Let $D:=\{z\in \mathbb{C}: \lvert z \rvert < 1\}$ and $B := \{z\in \mathbb{C}: \lvert z \rvert = 1\}$. Let $f:D\to \mathbb{C}$ be a uniformly continuous function. Then $\lim\limits_{z\to z_0, z\in D} f(z)$ exists for all $z_0\in B$.
I'm not sure how to approach this problem. Here's my guess: since points in $B$ are limit points of $D$, $\exists$ a sequence $\{z_n\}$ converging to $z_0 \in B$, for any $z_0\in B$. Now, since $f$ is continuous, $\lim\limits_{n\to \infty} f(z_n) = \lim\limits_{z\to z_0, z\in D} f(z)$ must exist. But if the proof were this straightforward, one could do away with simple continuity, but in this case uniform continuity is implied. So I think that I'm missing something.
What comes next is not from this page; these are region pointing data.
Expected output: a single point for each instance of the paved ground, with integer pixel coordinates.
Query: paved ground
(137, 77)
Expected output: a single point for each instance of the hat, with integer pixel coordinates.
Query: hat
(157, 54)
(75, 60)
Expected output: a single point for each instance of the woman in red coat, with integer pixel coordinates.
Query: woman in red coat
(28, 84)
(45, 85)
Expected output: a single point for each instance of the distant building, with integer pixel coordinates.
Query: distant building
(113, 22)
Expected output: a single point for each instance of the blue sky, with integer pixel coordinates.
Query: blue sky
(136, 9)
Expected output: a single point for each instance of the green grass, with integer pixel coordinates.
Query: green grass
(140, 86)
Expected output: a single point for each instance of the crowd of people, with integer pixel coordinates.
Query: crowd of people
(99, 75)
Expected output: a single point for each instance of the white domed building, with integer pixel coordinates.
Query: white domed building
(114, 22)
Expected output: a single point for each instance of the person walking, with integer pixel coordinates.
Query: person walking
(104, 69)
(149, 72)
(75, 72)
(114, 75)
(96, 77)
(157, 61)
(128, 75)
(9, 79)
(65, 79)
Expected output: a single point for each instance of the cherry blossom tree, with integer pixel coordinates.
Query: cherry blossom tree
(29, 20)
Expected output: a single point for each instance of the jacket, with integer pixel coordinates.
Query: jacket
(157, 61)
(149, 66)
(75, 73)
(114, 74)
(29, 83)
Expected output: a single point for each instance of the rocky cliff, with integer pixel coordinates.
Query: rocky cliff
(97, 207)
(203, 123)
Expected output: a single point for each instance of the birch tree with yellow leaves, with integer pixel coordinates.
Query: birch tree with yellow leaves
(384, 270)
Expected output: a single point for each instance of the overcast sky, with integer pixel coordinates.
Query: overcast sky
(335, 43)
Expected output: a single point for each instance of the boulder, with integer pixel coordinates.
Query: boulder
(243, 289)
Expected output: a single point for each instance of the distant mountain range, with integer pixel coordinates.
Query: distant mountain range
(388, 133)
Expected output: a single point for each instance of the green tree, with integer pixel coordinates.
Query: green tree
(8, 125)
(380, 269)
The problem seems to be the distinction between continuity and continuity at the boundary. Since the function is originally not defined at the boundary, you should not apply the definition of continuity at the boundary.
When you have a sequence converging to a point on the boundary, the sequence itself is Cauchy sequence. Uniform continuity gives you the image of the sequence being cauchy.